We are trying to load the full Wikidata (latest TTL dump) into a Virtuoso Open-Source (VOS) instance (version 18.104.22.168).
We encountered some problems when loading the first batch of files: the
latest-all.ttl file was divided into 82 smaller files of 200M triples each (around 7GB each file). When we started to run the bulk upload, the process terminated with the following problem:
/data/VOS/bulk-loading/latest-all_from_1_to_200000000.ttl **42000 RDFGE: RDF box with a geometry RDF type and a non-geometry content** /data/VOS/bulk-loading/latest-all_from_200000001_to_400000000.ttl **37000 [Vectorized Turtle loader] SP029: TURTLE RDF loader, line 1: Undefined namespace prefix at skos:prefLabel** /data/VOS/bulk-loading/latest-all_from_400000001_to_600000000.ttl **37000 [Vectorized Turtle loader] SP029: TURTLE RDF loader, line 1: syntax error** /data/VOS/bulk-loading/latest-all_from_600000001_to_800000000.ttl **37000 [Vectorized Turtle loader] SP029: TURTLE RDF loader, line 1: syntax error** /data/VOS/bulk-loading/latest-all_from_800000001_to_1000000000.ttl **37000 [Vectorized Turtle loader] SP029: TURTLE RDF loader, line 1: syntax error**
We found the following description on Stackoverflow from Peter F. Patel-Schneider. In it, Peter indicates that there’s a bug in Virtuoso related to the handling of geo-coordinates.

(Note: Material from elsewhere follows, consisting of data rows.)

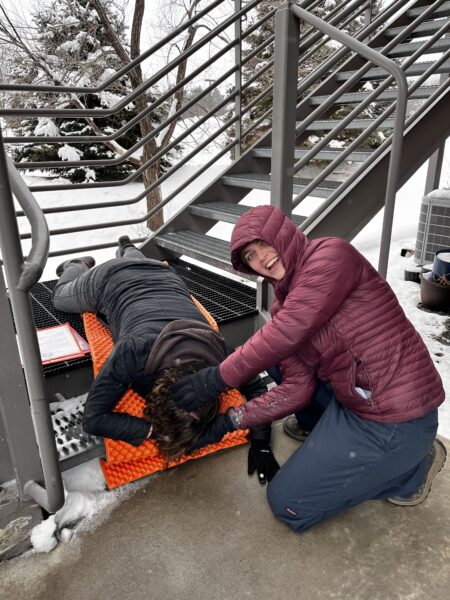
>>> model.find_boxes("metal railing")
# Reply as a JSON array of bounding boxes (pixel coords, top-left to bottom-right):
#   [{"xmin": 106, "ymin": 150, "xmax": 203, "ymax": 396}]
[
  {"xmin": 271, "ymin": 0, "xmax": 450, "ymax": 276},
  {"xmin": 0, "ymin": 126, "xmax": 64, "ymax": 512},
  {"xmin": 0, "ymin": 0, "xmax": 367, "ymax": 256}
]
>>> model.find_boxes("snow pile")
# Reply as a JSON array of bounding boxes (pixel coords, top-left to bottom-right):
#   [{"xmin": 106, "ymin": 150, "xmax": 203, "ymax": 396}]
[
  {"xmin": 58, "ymin": 144, "xmax": 83, "ymax": 162},
  {"xmin": 30, "ymin": 458, "xmax": 150, "ymax": 553}
]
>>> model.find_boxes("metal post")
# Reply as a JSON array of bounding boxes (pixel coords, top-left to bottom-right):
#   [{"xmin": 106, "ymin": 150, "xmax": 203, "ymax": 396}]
[
  {"xmin": 424, "ymin": 72, "xmax": 449, "ymax": 196},
  {"xmin": 233, "ymin": 0, "xmax": 242, "ymax": 160},
  {"xmin": 270, "ymin": 0, "xmax": 300, "ymax": 216},
  {"xmin": 424, "ymin": 142, "xmax": 445, "ymax": 196},
  {"xmin": 0, "ymin": 132, "xmax": 64, "ymax": 512},
  {"xmin": 0, "ymin": 270, "xmax": 43, "ymax": 501},
  {"xmin": 363, "ymin": 0, "xmax": 373, "ymax": 43}
]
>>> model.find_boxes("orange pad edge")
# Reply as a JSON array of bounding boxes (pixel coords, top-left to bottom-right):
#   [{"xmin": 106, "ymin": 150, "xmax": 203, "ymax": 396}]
[{"xmin": 83, "ymin": 296, "xmax": 248, "ymax": 489}]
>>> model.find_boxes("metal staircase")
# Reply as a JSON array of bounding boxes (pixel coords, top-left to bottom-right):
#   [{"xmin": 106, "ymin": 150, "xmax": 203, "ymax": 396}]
[
  {"xmin": 144, "ymin": 2, "xmax": 450, "ymax": 282},
  {"xmin": 0, "ymin": 0, "xmax": 450, "ymax": 560}
]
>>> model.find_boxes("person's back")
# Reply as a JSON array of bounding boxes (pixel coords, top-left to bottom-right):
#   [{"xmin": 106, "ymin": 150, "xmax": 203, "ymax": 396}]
[{"xmin": 94, "ymin": 258, "xmax": 209, "ymax": 341}]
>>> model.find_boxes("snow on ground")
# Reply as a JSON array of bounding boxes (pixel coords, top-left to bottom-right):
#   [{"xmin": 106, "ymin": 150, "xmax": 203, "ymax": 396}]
[{"xmin": 7, "ymin": 144, "xmax": 450, "ymax": 552}]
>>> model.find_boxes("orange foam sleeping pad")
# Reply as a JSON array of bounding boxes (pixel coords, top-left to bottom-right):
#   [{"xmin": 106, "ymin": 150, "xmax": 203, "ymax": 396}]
[{"xmin": 83, "ymin": 298, "xmax": 247, "ymax": 489}]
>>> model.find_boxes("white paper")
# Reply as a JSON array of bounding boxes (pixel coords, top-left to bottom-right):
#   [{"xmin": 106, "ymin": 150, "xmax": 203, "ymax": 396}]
[{"xmin": 37, "ymin": 323, "xmax": 84, "ymax": 363}]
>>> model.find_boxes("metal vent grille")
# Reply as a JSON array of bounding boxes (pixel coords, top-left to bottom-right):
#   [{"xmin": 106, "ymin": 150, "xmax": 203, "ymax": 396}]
[
  {"xmin": 50, "ymin": 395, "xmax": 103, "ymax": 461},
  {"xmin": 414, "ymin": 190, "xmax": 450, "ymax": 265}
]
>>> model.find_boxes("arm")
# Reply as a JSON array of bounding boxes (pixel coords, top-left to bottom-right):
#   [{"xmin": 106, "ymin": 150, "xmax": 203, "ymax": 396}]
[
  {"xmin": 230, "ymin": 359, "xmax": 317, "ymax": 429},
  {"xmin": 83, "ymin": 340, "xmax": 149, "ymax": 446},
  {"xmin": 220, "ymin": 238, "xmax": 363, "ymax": 387}
]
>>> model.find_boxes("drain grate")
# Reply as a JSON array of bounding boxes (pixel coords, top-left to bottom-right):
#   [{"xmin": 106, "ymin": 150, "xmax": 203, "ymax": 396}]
[{"xmin": 50, "ymin": 394, "xmax": 103, "ymax": 462}]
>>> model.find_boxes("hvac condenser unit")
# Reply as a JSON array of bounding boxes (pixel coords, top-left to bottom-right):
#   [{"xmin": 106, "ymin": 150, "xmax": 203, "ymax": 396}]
[{"xmin": 414, "ymin": 190, "xmax": 450, "ymax": 265}]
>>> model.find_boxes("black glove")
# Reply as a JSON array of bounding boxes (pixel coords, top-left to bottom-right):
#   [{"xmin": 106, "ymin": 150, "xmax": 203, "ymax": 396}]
[
  {"xmin": 266, "ymin": 365, "xmax": 283, "ymax": 385},
  {"xmin": 172, "ymin": 367, "xmax": 227, "ymax": 411},
  {"xmin": 191, "ymin": 413, "xmax": 236, "ymax": 450},
  {"xmin": 248, "ymin": 439, "xmax": 280, "ymax": 485}
]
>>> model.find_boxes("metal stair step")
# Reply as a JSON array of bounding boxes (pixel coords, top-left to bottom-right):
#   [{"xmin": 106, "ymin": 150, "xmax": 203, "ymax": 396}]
[
  {"xmin": 406, "ymin": 0, "xmax": 450, "ymax": 19},
  {"xmin": 384, "ymin": 19, "xmax": 445, "ymax": 41},
  {"xmin": 309, "ymin": 85, "xmax": 437, "ymax": 106},
  {"xmin": 374, "ymin": 38, "xmax": 450, "ymax": 58},
  {"xmin": 297, "ymin": 119, "xmax": 394, "ymax": 131},
  {"xmin": 153, "ymin": 231, "xmax": 232, "ymax": 271},
  {"xmin": 336, "ymin": 60, "xmax": 450, "ymax": 81},
  {"xmin": 252, "ymin": 147, "xmax": 373, "ymax": 162},
  {"xmin": 189, "ymin": 201, "xmax": 306, "ymax": 226},
  {"xmin": 221, "ymin": 173, "xmax": 341, "ymax": 198}
]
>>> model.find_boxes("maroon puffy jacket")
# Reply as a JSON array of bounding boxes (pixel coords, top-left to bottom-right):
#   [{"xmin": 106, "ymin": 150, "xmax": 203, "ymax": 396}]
[{"xmin": 220, "ymin": 206, "xmax": 444, "ymax": 427}]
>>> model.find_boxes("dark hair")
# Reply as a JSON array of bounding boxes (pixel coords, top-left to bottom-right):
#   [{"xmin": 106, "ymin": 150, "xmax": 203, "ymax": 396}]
[{"xmin": 144, "ymin": 363, "xmax": 219, "ymax": 460}]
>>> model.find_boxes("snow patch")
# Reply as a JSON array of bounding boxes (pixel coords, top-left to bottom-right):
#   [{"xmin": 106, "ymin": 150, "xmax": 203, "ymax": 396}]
[
  {"xmin": 34, "ymin": 117, "xmax": 59, "ymax": 137},
  {"xmin": 58, "ymin": 144, "xmax": 83, "ymax": 162}
]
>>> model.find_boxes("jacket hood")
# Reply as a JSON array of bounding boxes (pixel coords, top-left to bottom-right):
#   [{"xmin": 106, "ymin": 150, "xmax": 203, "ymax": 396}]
[{"xmin": 230, "ymin": 206, "xmax": 310, "ymax": 288}]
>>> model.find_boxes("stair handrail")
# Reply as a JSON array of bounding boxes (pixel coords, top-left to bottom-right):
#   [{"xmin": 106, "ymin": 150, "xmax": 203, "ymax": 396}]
[
  {"xmin": 243, "ymin": 0, "xmax": 422, "ymax": 142},
  {"xmin": 12, "ymin": 0, "xmax": 414, "ymax": 256},
  {"xmin": 294, "ymin": 0, "xmax": 449, "ymax": 183},
  {"xmin": 292, "ymin": 21, "xmax": 450, "ymax": 209},
  {"xmin": 5, "ymin": 156, "xmax": 50, "ymax": 292},
  {"xmin": 0, "ymin": 0, "xmax": 367, "ymax": 152},
  {"xmin": 0, "ymin": 129, "xmax": 64, "ymax": 512},
  {"xmin": 301, "ymin": 59, "xmax": 450, "ymax": 234},
  {"xmin": 271, "ymin": 0, "xmax": 408, "ymax": 277}
]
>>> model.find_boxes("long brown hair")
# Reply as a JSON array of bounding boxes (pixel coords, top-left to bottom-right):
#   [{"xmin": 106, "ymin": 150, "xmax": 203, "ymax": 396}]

Peter goes explaining that one should change the VOS source code in order to correct this problem.
We thought that maybe this problem would have been fixed in a newer version of VOS. But, it’s in our understanding that the latest version of VOS is 22.214.171.124 (from 2018-08-15). And, hence, we are using it. Also, we haven’t found any other/further information related to a fix for this bug. The only close reference is an evaluation of using Virtuoso as an alternative to Blazegraph for Wikidata.
- Is the description of Peter on Stackoverflow correct?
- And if so, Peter mentions that “if one is loading the complete Wikidata dump one needs a machine with at least 256GB of main memory (maybe even at least 512GB)”. Would we need to have a main memory size of 512GB in order to run Wikidata in VOS? Or, how much main memory would be necessary to run it smoothly?
Having a local copy of Wikidata on our premises will help us greatly in several ongoing research projects.
We appreciate your kind attention and assistance. Looking forward to your reply.